Um atleta de nível olímpico da modalidade, treina 8 horas por dia durante toda a semana. “São treinamentos repetitivos, incansáveis, e muita fisioterapia. É um esporte que ocasiona muitas micro lesões, que são recuperadas rápido, mas os atletas precisam ficar muito tempo no ginásio e na fisioterapia”, explicou.

Segundo ele, para praticar a ginástica artística de forma amadora, não existe um padrão físico, mas para um nível competitivo, a própria seleção natural faz com que os mais baixos se destaquem.

O profissional aproveitou para desmistificar sobre prejuízos que a prática da ginástica traria ao crescimento das crianças. “É mito. A explicação é simples, os mais baixos tem um centro de gravidade mais próximo ao chão, são mais rápidos, mais habilidosos e velozes para a prática da ginástica. Naturalmente os mais baixinhos são os melhores atletas para a modalidade”, concluiu.

Pandemia e aulas no DEC

“A pandemia atrapalhou muito os esportes em geral. Esses quase dois anos em que essa geração ficou afastada, foi de muita perda. Não sei o que será feito para tentarmos retomar o ritmo. Aqui em São José do Rio Pardo tínhamos uma equipe feminina do DEC formada, com crianças em transição para a adolescência. Esses dois anos que elas ficaram fora, ganharam peso, tiveram mudanças corporais, e até mesmo a parte psicológica entra em questão, acabam desanimando por ficar longe. Sinto que vai demorar para recuperar, e alguns atletas até já se perderam pela falta dos exercícios”, disse.
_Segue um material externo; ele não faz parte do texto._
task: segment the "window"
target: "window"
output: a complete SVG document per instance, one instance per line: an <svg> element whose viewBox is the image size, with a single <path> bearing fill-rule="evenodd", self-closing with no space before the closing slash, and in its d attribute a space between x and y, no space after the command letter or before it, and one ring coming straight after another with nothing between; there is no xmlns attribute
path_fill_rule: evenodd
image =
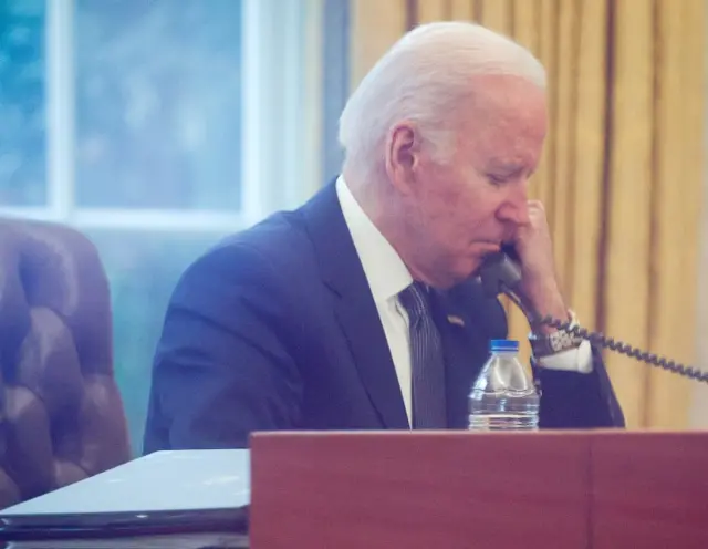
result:
<svg viewBox="0 0 708 549"><path fill-rule="evenodd" d="M0 215L72 225L97 246L136 453L177 278L322 185L322 12L323 0L0 0Z"/></svg>

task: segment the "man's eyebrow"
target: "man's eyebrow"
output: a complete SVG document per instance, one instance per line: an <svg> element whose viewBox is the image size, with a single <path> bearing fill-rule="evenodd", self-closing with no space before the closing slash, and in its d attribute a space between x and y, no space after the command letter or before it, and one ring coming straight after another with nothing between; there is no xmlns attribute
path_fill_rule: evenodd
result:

Segundo Rodrigo, as aulas no DEC estão retornando com 30% da capacidade, para seguir o protocolo sanitário. “Estamos voltando com poucas crianças.  Agora estamos treinando a equipe que já havíamos formado para tentar voltar ao preparo físico que as meninas tinham antes, e temos que trabalhar a parte técnica. Se tudo der certo, até o fim do ano retomaremos com as competições”, declarou.

“Tenho 40 alunos hoje, temos uma sala grande, dá para seguir o distanciamento, mas ainda não conseguimos colocar os 100% na sala. Tenho alunos de 6 anos, até os 22”, comentou.

As aulas no DEC ocorrem três vezes por semana, de segunda, quarta e sexta-feira das 18h00 às 19h30. As crianças interessadas devem deixar o nome na secretaria do DEC para entrar na fila de espera, e assim que novas vagas forem abertas, serão avisadas.